Il diritto di non correre

Mentre scrivevamo Niente panico si continua a correre, Giovanni ed io abbiamo inserito anche un decalogo del podista. Volevamo raccogliere alcuni consigli imparati dall’esperienza e proporli con un po’ di umorismo come se fossero delle regole.

Alla fine è uno dei capitoli più citato del nostro libro e questo ci fa piacere.

L’idea era venuta a me, sulla falsariga di quanto fatto da Daniel Pennac in un’opera che considero una pietra d’angolo per gli amanti della lettura, parlo di Come un romanzo, dove citava il decalogo dei diritti del lettore. 
E il primo diritto è quello di non leggere.

podista stanco

E Pennac mi è venuto in mente durante questo ultimo weekend.
Avevo lavorato molto tra giovedì e venerdì, sabato sono dovuto andare a Bergamo (250 km ad andare ed altrettanti a tornare) e domenica pioveva che dio la mandava… insomma – per dirla tutta – non avevo proprio voglia di correre.
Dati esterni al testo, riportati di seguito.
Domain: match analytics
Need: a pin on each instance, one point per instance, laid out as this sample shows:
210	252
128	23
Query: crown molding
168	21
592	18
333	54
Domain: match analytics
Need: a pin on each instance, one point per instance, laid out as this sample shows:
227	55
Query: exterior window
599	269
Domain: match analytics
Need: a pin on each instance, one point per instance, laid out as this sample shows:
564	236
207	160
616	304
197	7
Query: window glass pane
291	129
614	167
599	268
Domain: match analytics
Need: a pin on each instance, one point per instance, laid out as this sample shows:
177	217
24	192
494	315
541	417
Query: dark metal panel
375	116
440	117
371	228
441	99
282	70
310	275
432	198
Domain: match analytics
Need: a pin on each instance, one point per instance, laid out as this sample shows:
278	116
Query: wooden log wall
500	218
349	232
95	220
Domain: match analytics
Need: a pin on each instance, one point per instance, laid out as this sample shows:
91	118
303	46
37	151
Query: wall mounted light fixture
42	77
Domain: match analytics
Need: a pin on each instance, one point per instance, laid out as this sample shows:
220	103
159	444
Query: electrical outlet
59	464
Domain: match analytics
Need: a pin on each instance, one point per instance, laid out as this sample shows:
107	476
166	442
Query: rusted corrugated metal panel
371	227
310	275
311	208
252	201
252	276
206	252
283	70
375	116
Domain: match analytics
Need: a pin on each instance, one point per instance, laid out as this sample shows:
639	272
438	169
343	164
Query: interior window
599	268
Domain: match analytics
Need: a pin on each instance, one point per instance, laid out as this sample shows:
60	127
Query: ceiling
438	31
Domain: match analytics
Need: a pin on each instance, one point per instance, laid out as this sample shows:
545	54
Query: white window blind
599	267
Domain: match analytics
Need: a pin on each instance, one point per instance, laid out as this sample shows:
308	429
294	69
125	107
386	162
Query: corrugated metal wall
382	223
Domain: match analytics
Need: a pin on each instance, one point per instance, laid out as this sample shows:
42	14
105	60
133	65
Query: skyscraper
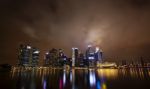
28	56
74	56
98	54
25	55
35	56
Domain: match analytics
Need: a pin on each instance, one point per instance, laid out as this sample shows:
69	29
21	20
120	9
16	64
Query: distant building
98	54
81	60
35	56
47	59
93	55
28	56
74	56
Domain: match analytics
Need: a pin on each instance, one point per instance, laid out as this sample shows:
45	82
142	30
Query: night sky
121	28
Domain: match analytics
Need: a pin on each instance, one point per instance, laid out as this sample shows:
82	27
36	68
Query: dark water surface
76	79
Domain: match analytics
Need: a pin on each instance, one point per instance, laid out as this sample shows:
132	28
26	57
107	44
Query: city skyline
120	27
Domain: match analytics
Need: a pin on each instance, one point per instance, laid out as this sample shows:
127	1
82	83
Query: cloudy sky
121	28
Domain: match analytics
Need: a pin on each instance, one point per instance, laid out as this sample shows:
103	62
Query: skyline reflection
75	78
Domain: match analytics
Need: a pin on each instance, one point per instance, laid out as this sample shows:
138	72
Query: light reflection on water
75	78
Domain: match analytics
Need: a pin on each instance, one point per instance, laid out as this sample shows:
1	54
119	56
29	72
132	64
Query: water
76	79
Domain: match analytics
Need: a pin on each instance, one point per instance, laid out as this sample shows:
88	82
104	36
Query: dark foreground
76	79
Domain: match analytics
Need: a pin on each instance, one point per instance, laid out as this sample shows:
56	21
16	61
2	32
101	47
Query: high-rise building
90	55
47	59
35	56
28	56
98	54
81	60
93	55
74	56
61	58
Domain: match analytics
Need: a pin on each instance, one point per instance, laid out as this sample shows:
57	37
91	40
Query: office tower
74	56
90	56
47	59
35	56
25	55
98	54
81	60
61	58
28	56
53	57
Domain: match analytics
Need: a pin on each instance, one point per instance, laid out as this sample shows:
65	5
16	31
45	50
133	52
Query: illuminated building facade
47	59
35	56
74	56
28	56
62	59
93	55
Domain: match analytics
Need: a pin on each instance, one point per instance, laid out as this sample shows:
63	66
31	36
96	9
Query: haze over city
119	27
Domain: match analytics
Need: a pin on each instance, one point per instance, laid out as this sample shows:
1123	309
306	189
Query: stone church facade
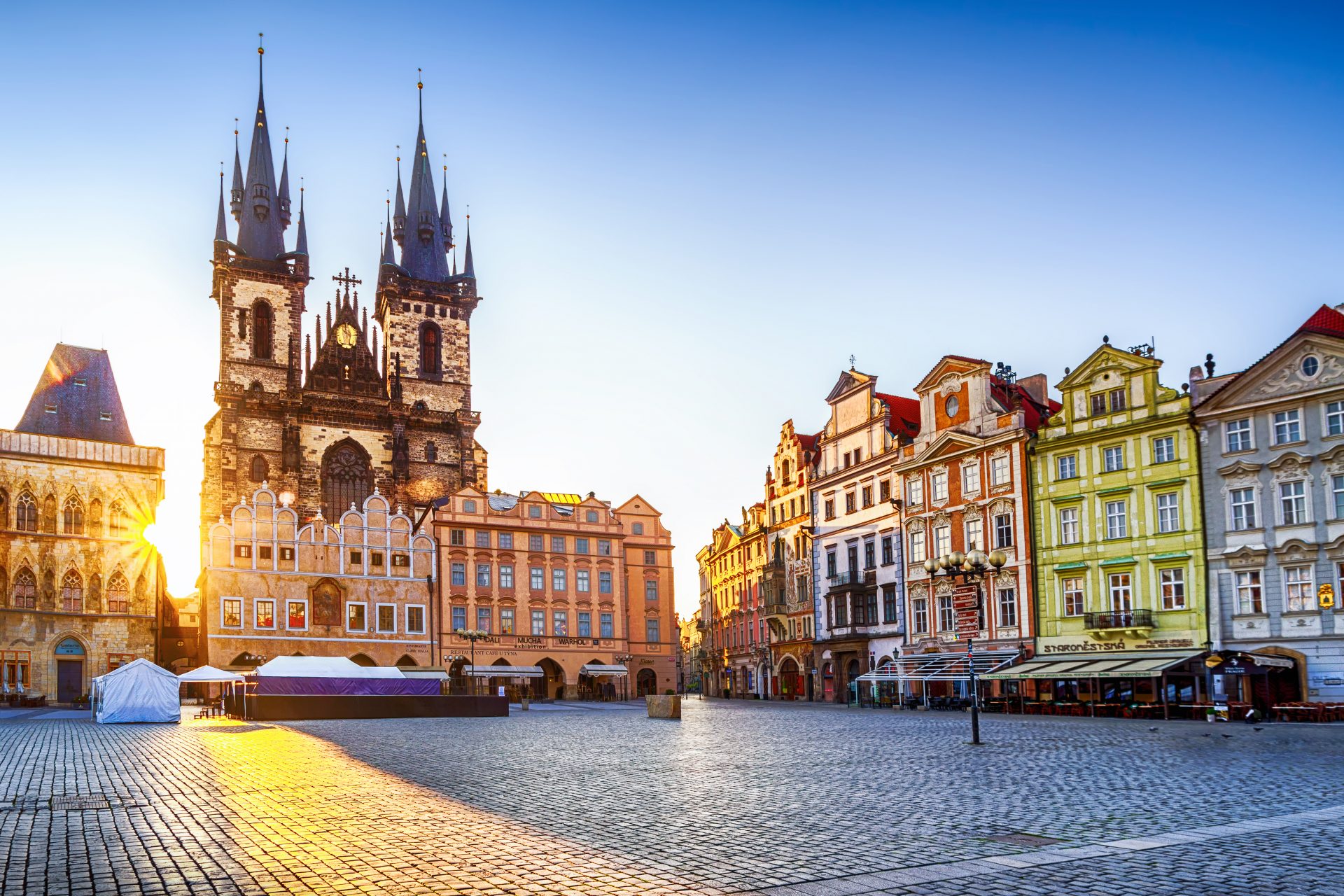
359	399
81	590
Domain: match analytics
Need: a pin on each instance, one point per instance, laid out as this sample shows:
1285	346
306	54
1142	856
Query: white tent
324	668
209	673
136	692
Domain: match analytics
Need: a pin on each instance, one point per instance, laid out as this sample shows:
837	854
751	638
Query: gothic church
328	415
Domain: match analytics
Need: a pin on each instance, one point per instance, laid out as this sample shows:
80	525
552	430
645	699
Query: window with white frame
1164	449
920	608
1069	528
976	535
914	491
971	476
1117	524
941	540
917	547
1292	503
1288	426
1250	597
232	613
1174	589
1073	593
1335	418
939	484
1007	608
1168	512
264	613
356	617
1242	503
946	613
1121	593
1298	589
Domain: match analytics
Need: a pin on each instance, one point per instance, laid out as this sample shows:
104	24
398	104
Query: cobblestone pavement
784	798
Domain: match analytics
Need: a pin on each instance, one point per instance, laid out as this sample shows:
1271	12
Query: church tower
326	416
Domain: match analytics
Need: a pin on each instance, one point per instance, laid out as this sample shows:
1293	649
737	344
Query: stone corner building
81	589
1272	445
324	421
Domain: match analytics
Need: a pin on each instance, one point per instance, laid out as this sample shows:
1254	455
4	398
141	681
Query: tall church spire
261	227
220	220
424	254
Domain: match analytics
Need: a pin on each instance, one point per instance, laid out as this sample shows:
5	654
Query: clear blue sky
686	216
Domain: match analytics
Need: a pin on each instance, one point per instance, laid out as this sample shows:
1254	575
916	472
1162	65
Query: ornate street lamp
971	568
473	636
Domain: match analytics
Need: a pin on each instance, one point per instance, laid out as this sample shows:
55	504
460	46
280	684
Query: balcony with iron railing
853	580
1120	621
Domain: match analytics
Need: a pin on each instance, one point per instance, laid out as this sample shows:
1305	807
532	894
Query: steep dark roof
77	398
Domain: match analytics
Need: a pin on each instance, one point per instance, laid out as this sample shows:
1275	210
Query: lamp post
473	636
971	568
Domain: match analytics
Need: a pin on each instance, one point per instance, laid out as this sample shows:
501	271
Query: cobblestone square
738	797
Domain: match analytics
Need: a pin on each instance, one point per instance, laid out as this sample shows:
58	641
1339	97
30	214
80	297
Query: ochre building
559	582
81	587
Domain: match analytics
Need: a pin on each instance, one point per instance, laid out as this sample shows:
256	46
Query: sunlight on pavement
308	817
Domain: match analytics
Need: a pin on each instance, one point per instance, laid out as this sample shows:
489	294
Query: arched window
71	592
73	516
264	328
24	590
118	593
26	514
116	520
346	479
430	354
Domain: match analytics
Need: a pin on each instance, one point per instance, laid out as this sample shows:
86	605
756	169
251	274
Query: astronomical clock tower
328	400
E così ho fatto.

Dallo scorso anno ho deciso di non gareggiare più, di correre solo per piacere e per mantenere vivo quel rapporto con il mio corpo che è un vantaggio collaterale di correre regolarmente.
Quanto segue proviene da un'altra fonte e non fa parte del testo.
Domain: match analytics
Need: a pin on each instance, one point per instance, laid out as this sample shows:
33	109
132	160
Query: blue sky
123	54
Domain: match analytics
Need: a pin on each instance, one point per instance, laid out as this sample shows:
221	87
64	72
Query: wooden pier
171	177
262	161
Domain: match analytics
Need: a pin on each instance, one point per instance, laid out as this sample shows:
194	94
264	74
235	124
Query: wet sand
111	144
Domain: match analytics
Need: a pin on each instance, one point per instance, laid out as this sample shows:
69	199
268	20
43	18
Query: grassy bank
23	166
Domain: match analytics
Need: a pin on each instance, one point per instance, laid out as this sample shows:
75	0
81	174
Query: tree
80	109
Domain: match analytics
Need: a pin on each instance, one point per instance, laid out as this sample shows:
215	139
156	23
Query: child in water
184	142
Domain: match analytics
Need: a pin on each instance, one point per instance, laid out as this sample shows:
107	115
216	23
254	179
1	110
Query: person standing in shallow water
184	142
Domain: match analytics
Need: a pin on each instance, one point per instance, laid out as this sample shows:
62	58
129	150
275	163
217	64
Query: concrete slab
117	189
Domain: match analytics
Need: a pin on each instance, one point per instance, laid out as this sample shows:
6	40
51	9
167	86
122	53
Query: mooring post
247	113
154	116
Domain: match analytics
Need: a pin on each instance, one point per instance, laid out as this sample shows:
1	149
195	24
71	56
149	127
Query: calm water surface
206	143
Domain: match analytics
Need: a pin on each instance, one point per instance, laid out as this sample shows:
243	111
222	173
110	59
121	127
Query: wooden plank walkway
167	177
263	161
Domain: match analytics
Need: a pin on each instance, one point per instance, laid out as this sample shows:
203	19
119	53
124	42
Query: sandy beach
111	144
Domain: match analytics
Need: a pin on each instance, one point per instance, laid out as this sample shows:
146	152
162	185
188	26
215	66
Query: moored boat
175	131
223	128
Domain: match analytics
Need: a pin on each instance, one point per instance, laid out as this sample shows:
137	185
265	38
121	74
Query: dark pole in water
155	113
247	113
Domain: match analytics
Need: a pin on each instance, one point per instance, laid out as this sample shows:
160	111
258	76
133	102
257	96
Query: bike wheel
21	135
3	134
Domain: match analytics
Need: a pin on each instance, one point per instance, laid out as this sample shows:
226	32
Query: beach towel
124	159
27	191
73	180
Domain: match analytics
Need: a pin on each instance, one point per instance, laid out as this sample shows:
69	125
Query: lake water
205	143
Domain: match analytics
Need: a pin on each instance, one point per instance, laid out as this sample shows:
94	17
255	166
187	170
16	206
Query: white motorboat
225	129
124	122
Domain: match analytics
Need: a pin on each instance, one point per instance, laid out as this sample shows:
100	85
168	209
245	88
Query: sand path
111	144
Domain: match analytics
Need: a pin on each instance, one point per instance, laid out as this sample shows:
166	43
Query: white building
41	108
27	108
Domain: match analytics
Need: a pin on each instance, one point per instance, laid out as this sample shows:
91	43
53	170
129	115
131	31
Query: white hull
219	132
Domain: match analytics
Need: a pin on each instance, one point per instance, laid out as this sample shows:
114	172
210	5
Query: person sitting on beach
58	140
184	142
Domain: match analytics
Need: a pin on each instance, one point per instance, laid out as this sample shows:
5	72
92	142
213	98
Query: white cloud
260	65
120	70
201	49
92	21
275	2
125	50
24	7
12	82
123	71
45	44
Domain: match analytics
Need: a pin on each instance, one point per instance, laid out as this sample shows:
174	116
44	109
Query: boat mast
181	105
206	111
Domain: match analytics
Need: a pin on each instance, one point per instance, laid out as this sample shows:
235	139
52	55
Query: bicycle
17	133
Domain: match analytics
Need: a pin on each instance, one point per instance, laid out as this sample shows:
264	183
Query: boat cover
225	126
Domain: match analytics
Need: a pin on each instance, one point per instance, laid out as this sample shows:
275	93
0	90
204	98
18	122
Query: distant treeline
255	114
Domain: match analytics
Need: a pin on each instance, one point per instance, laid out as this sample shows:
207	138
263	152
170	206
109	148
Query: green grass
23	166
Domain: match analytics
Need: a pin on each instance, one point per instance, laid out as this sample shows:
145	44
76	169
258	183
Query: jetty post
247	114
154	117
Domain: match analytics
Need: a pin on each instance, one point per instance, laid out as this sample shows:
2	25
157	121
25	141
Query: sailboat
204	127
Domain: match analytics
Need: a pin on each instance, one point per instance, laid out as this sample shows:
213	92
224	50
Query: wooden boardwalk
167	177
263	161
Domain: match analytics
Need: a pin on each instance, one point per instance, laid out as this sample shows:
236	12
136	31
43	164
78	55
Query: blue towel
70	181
Il bello di questo approccio è che mi permette di liberarmi di quel fastidioso senso di colpa dell’uscita mancata (che è tipico del runner che prepara una gara).

E c’è ancora un altro vantaggio.
Dopo aver saltato un’uscita programmata, di solito, torni con più voglia di correre.

Nel mio caso ho corso venerdì, il sabato era previsto riposo, così domenica dovevo correre ma sono rimasto a casa.
Pigramente, sul divano, davanti alla stufa. Dividendomi tra libri e televisione.
Sono uscito sotto l’acqua solo per eliminare alcuni rami che l’ultima nevicata aveva abbattuto, ma niente di più.

Oggi non vedo l’ora di indossare le scarpette e di uscire (magari in pausa pranzo) a fare un’oretta allegra, togliendo la ruggine dalle gambe e riempiendomi i polmoni dell’aria frizzante dei miei boschi.